Is there any solution at all, to this issue?! The best answer I can give is, “Mmmmmaybe. Sometimes. Sort of….” It starts by looking at why you’re collecting the name, and what you expect the bot to do with it. It can be very risky to rely on a name as the primary identifier or authentication factor, so you’ll usually want, instead, to use some kind of numeric identifier to locate the record, account, or whatever it is you’re looking for. This may narrow things down to a single record, which may even contain a name already; if it doesn’t (for example, if you’re collecting information for making a reservation), just have the user speak their first name and then last name, without spelling it, and then let the backend code attempt to make the closest match, in post-processing. Yes, this can result in a listing of “Jon Smith” vs. “John Smith”, but the combination of the unique numeric identifier plus the name can help eliminate this in many cases.

It’s worth noting, too, that you’ll need the ASR post-processing matching sequence anyway, so the system will recognize “Liz”, “Betty”, and “Beth” as valid, even if the listed name is “Elizabeth”.

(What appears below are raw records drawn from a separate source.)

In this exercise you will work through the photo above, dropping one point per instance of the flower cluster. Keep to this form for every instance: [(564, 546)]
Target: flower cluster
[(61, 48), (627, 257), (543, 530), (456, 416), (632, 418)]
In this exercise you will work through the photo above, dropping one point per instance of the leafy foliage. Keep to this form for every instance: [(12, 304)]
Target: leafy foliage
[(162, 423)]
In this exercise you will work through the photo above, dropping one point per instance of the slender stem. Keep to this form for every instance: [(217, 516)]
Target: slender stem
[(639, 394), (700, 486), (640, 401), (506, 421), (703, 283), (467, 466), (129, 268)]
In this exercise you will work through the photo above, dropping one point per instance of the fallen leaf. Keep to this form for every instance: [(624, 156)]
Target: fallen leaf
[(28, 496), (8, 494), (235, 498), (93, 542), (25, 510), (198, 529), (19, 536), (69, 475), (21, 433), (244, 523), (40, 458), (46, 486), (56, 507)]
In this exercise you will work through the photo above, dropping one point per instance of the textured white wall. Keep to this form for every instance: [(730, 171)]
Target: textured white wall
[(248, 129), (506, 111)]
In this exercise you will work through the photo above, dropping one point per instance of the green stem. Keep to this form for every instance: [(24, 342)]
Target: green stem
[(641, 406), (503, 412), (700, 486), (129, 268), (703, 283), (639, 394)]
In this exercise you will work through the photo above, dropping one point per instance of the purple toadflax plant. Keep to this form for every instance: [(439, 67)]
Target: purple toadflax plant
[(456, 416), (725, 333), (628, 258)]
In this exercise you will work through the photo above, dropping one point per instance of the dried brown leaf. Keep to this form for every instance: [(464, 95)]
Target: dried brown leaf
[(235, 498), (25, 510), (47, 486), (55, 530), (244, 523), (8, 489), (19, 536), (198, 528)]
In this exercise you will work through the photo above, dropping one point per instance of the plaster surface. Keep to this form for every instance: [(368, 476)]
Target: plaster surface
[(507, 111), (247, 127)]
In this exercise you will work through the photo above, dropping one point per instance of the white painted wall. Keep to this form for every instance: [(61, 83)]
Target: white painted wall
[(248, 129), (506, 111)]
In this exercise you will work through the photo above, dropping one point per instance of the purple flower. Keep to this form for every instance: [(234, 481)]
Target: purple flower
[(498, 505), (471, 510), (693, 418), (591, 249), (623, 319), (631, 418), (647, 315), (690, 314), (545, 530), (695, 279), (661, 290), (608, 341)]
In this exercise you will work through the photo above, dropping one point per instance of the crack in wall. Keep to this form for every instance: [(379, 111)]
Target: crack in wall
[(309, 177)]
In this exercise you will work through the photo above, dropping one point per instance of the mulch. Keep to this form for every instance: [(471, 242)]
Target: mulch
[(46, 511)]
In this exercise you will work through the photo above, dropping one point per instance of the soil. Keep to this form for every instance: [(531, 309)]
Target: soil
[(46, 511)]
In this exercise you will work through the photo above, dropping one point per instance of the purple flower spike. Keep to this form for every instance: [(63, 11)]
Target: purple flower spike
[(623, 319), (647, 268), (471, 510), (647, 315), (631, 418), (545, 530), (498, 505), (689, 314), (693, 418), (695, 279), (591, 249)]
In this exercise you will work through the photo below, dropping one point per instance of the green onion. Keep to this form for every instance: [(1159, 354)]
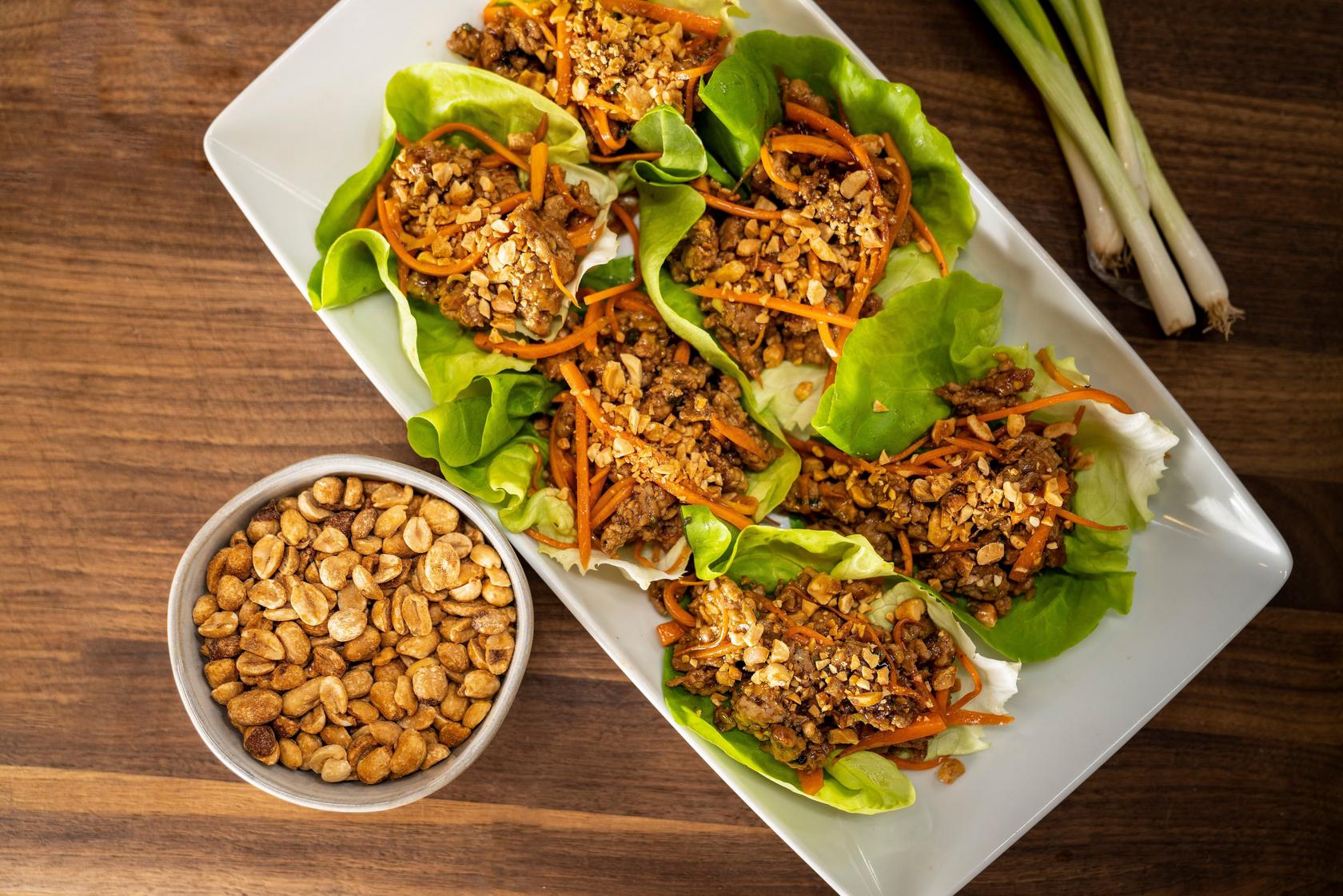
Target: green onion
[(1064, 97), (1104, 238), (1201, 272)]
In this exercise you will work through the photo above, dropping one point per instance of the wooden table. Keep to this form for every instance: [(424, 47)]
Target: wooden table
[(156, 360)]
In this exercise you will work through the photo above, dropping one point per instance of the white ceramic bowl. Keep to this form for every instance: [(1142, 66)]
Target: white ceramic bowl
[(304, 787)]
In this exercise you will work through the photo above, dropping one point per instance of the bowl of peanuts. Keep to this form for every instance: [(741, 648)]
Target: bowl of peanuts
[(348, 633)]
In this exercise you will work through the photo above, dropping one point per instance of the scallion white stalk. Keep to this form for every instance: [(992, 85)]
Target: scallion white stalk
[(1104, 235), (1110, 86), (1201, 272), (1066, 100)]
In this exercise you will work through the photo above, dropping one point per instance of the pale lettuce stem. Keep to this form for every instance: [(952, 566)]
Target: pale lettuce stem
[(1064, 97), (1112, 98), (1201, 270), (1103, 233)]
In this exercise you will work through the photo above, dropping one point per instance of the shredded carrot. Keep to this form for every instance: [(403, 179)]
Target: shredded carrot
[(1062, 398), (738, 437), (922, 727), (813, 145), (907, 185), (742, 211), (509, 203), (590, 317), (393, 230), (1090, 524), (563, 189), (771, 172), (683, 492), (810, 781), (923, 765), (604, 130), (975, 445), (629, 156), (560, 472), (632, 304), (966, 718), (596, 484), (612, 500), (582, 235), (932, 241), (807, 631), (692, 22), (540, 349), (1029, 556), (369, 211), (454, 126), (974, 677), (837, 132), (776, 304), (540, 156), (562, 62), (935, 453), (669, 633), (554, 543), (584, 485), (677, 611)]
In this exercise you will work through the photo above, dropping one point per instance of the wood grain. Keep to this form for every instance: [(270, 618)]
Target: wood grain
[(156, 359)]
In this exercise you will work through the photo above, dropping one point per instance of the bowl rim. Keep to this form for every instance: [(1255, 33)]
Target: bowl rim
[(215, 728)]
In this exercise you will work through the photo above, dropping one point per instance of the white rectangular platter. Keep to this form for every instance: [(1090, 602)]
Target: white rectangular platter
[(1209, 562)]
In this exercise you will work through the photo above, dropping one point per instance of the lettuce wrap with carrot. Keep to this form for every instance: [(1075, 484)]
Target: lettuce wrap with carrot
[(835, 766), (726, 280), (884, 400), (484, 438)]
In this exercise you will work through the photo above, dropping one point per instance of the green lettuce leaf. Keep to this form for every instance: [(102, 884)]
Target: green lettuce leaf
[(863, 782), (416, 100), (664, 130), (743, 102), (665, 214), (1070, 602), (768, 555), (924, 336)]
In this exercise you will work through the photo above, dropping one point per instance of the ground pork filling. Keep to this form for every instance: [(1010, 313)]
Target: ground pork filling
[(668, 396), (448, 197), (813, 253), (621, 65), (969, 515), (805, 672)]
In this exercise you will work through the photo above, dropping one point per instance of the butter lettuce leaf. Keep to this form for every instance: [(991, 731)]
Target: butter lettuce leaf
[(863, 782), (768, 555), (743, 102), (418, 100), (667, 211), (923, 337)]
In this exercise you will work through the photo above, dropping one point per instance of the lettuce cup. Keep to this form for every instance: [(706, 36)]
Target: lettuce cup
[(608, 62), (833, 193), (998, 476), (608, 430), (803, 656)]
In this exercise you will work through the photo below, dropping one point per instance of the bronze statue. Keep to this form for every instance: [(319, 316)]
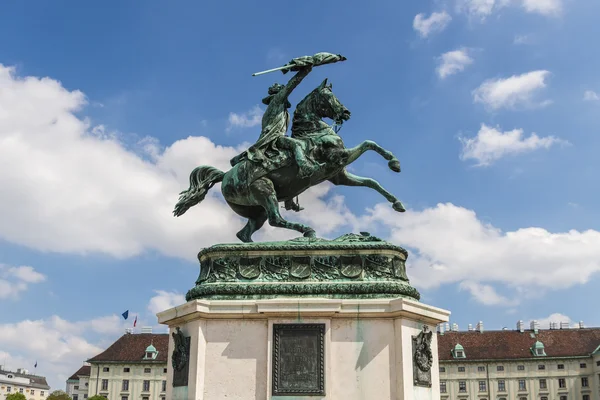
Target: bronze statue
[(278, 168)]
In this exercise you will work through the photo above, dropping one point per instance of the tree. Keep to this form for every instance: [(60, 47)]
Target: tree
[(16, 396), (58, 395)]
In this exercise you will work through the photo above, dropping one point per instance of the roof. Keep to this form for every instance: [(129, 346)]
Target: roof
[(35, 381), (83, 371), (513, 344), (131, 347)]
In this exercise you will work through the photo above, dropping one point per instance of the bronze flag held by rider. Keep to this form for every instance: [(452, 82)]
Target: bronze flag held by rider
[(278, 168)]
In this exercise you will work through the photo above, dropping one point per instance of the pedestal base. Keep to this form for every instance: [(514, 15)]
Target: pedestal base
[(367, 346)]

But, in the reservation case just mentioned, let a human sort it out if needed — if it’s a restaurant reservation, for instance, the host is simply going to speak the name anyway, so the spelling difference is irrelevant. There will still be cases where the AST just plain mangles a name beyond recognition — mine is one of those names that’s especially subject to this! But, I’ve learned that “all-JIRE”, “ul-grrr”, “alger”, and a host of other strange variations all mean “Aelgyrr” (and for the record, it’s just “ale-GEAR”). Humans are still much better at this than is automation, even AI-enhance automation; they’ll figure it out.